Alors que certains font encore la fête, on rejoint notre hôtel en tuktuk, surpris de ne pas être plus fatigués. Après avoir posé les sacs et avalé un café, on repart à 4h du matin avec le même tuktuk pour acheter nos billets trois jours et filer contempler le lever du soleil sur le temple d’Angkor Vat. Big Man, notre chauffeur, s’avère plus fatigué que nous et s’assoupit régulièrement au guidon de sa bécane malgré la musique pop que crache ses hauts parleurs. On se rappelle alors les mots d’Oriane et le maigre salaire des chauffeurs de tuktuk indépendants qui pour certains vivent carrément dans leur véhicule et dorment entre deux courses dans un hamac dépliés sous le toit.

Après un lever de soleil mémorable sur Angkor Vat, on décide de ne pas visiter immédiatement l’intérieur du célèbre temple afin d’éviter la foule. A la place, on rejoint Big Man pour entamer la « petite boucle » des temples dans le sens anti-horaire.
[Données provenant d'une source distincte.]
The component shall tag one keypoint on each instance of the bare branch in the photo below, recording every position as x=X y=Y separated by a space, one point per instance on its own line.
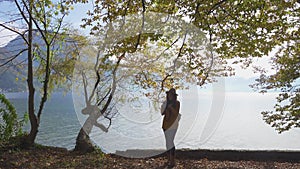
x=13 y=57
x=8 y=28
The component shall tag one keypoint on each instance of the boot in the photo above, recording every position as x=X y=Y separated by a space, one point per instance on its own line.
x=168 y=158
x=172 y=158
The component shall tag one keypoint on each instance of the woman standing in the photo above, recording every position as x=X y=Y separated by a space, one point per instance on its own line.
x=170 y=110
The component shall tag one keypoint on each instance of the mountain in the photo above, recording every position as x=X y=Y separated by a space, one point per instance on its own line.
x=14 y=74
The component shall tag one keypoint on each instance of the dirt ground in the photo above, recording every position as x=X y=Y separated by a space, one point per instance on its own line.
x=51 y=157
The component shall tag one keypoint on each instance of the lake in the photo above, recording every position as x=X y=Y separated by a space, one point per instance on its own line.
x=211 y=119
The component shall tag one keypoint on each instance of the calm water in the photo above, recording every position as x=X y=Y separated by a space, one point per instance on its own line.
x=238 y=125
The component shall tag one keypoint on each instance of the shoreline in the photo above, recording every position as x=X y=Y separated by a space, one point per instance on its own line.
x=219 y=155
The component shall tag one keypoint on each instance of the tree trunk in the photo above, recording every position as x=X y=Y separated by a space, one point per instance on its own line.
x=29 y=140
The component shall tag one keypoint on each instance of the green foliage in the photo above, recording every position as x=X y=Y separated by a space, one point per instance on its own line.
x=286 y=62
x=236 y=29
x=10 y=126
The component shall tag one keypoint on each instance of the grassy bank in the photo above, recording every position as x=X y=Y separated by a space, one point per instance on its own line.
x=52 y=157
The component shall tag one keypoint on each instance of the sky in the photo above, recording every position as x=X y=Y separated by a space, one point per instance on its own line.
x=238 y=96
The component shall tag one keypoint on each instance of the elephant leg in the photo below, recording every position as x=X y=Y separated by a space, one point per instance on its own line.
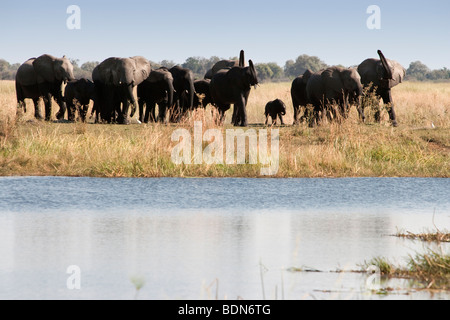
x=57 y=93
x=37 y=110
x=387 y=99
x=296 y=111
x=150 y=114
x=127 y=97
x=132 y=100
x=162 y=108
x=48 y=106
x=142 y=105
x=71 y=110
x=83 y=112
On enchaine les superbes temples de Prasat Kravan, Banteay Kdei, Ta Prohm, Ta Keo, Angkor Tom… Notre précieux guide greffé à la main pour comprendre l’histoire et la signification des différents sites, nos yeux collés aux vieilles pierres pour en voir tous les détails et nos mâchoires qui raclent le sol tellement tout est magnifique.


On achève cette longue journée par les deux temples qui pour nous sont les plus beaux : le Bayon d’Angkor Tom et ses majestueuses têtes de Lokesvara, et Angkor Vat et ses incroyables fresques murales en bas-reliefs.



On savait que le site d’Angkor était touristique et pour être francs, on s’attendait à être un peu déçus, voire blasés, surtout après avoir vu Bagan au Myanmar dans une quiétude incomparable. Et pourtant, dès le lever de soleil, on a compris qu’il n’en serait rien. Le site est tellement grandiose et majestueux que même la foule des touristes n’arrive pas à entacher notre émerveillement.
Il faut dire que le site symbolise l’apogée d’un empire khmer qui s’étendait alors du Myanmar à l’Ouest, au Delta du Mékong, aujourd’hui Vietnamien, à l’Est, et du Laos au Nord, jusqu’à la péninsule Malaise au Sud. Sa richesse et sa puissance furent fondées sur la maitrise des systèmes d’irrigation d’eau, très avancés pour l’époque, qui se matérialise par les immenses bassins artificiels dont le site est ponctué. En outre, comme s’il ne suffisait pas d’avoir un seul gros temple, chaque nouveau roi faisait construire le sien afin d’être assuré de rejoindre après la mort le dieu auquel il avait dédié son édifice. Les temples ont ainsi évolué architecturalement au cours du temps alternant influences hindouistes et bouddhistes suivant que l’empereur était de tel ou tel religion.
Pour notre deuxième jour de visite sur le site, nous parvenons à louer un scooter (normalement interdit pour les touristes mais tous les policiers croisés sur notre route ont fait mine de détourner le regard…). On roule 30km au Nord pour découvrir les magnifiques dentelles de pierre du temple de Banteay Srei.


L’après-midi est l’occasion de revenir sur le site principal d’Angkor et d’explorer à notre guise les temples moins touristiques (mais tout aussi beaux) situés sur la « grande boucle » que sont Ta Som, Neak Pean et Preah Khan.



On retrouve Marco et Marie, et un couple de leurs amis aussi en voyage, pour un coucher de soleil au sommet du temple de Pre Rup avant d’aller tous ensemble diner dans une bonne pizzeria sur Siem Reap.


Notre dernière journée dans les parages est dédiée au repos et à la planification du séjour laotien pour lequel nous prenons le bus au petit matin du 25 Janvier, encore sous le charme des temples khmers.